Our group has created a transgenic mouse model that maintains activated SHH signaling in the brain. We have observed a significant increase in the presence and proliferation of oRG cells, in addition to emergence of folding or gyration (a feature not witnessed in murine species). We are focused on understanding the cellular and molecular mechanisms of oRG expansion as mediated by SHH signaling. Using RNA-Seq to analyze the transcriptomes of mutant mice compared to controls, we have identified both known and novel putative regulators. Further work will validate and define the specific roles of these factors in oRG expansion. In order to assess the role of candidates in human brain development, we utilize cerebral organoid systems derived from human pluripotent stem cells, as well as ferret models which naturally feature brain folding. 

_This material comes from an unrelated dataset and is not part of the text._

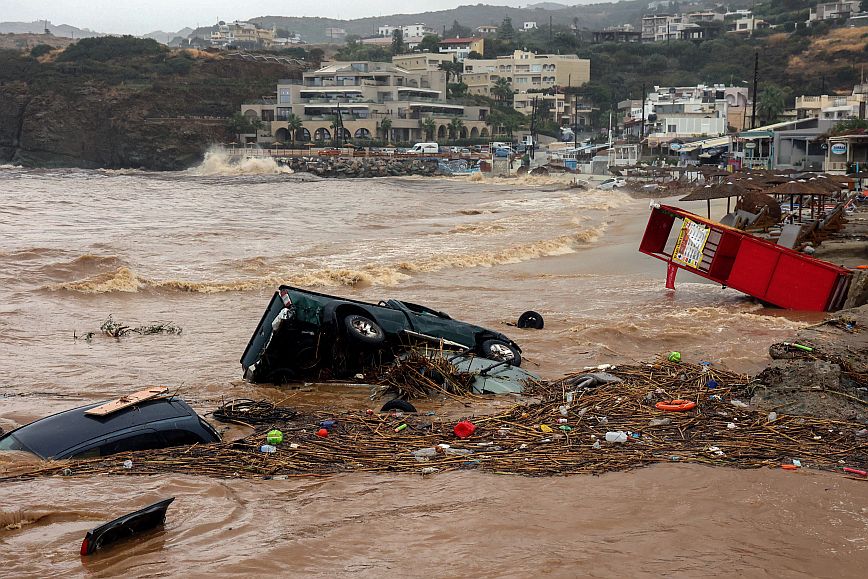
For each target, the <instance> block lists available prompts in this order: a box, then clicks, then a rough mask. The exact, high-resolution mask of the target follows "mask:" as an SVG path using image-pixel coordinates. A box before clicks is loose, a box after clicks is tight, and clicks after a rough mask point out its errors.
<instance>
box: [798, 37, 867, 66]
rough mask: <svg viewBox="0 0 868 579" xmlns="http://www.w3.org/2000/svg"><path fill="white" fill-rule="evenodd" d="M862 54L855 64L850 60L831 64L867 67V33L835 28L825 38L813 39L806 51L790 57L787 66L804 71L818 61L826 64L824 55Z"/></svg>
mask: <svg viewBox="0 0 868 579" xmlns="http://www.w3.org/2000/svg"><path fill="white" fill-rule="evenodd" d="M842 51H846V52H850V53H856V54H858V53H862V57H861V58H859V59H858V60H857V61H856V62H852V61H851V60H849V59H848V60H846V61H843V60H842V61H841V62H839V63H832V64H833V66H834V64H838V65H847V66H851V65H855V66H865V65H868V31H865V29H864V28H836V29H834V30H830V31H829V33H828V34H827V35H825V36H821V37H819V38H815V39H813V40H812V41H811V45H810V46H809V47H808V49H807V50H805V51H803V52H801V53H800V54H794V55H793V56H791V57H790V60H789V62H788V66H789V67H790V68H793V69H796V70H805V69H807V68H811V67H815V66H816V62H817V61H818V60H823V61H825V62H828V60H827V58H824V56H825V55H828V54H831V55H833V56H834V54H835V53H837V52H842Z"/></svg>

Pediatric brain tumors are considered developmental, as they often arise from progenitor cells that have escaped normal proliferation control mechanisms. Each of the different types of pediatric brain tumors are thought to arise from specific types of neural progenitor cells. We hypothesize that oRG cells, which are vastly abundant in developing human brains, are cells of origin for certain pediatric high-grade gliomas. Conventional mouse models have few oRG cells which are necessary to interrogate molecular mechanisms, and so we are leveraging our SHH-model to decipher pathogenesis. Additionally, we are exploring the role of the primary cilium, the cellular antenna, as a factor in tumorigenesis. Our group has discovered that primary cilia have opposing roles depending on their presence or absence in a given tumor. In tumors with these structures, primary cilia seem to promote tumorigenesis, while in those without them, they serve to inhibit tumor development. At St. Jude, we have access to a complete database of human tissue samples that enables us to evaluate the connections between primary cilia and tumor subgroup.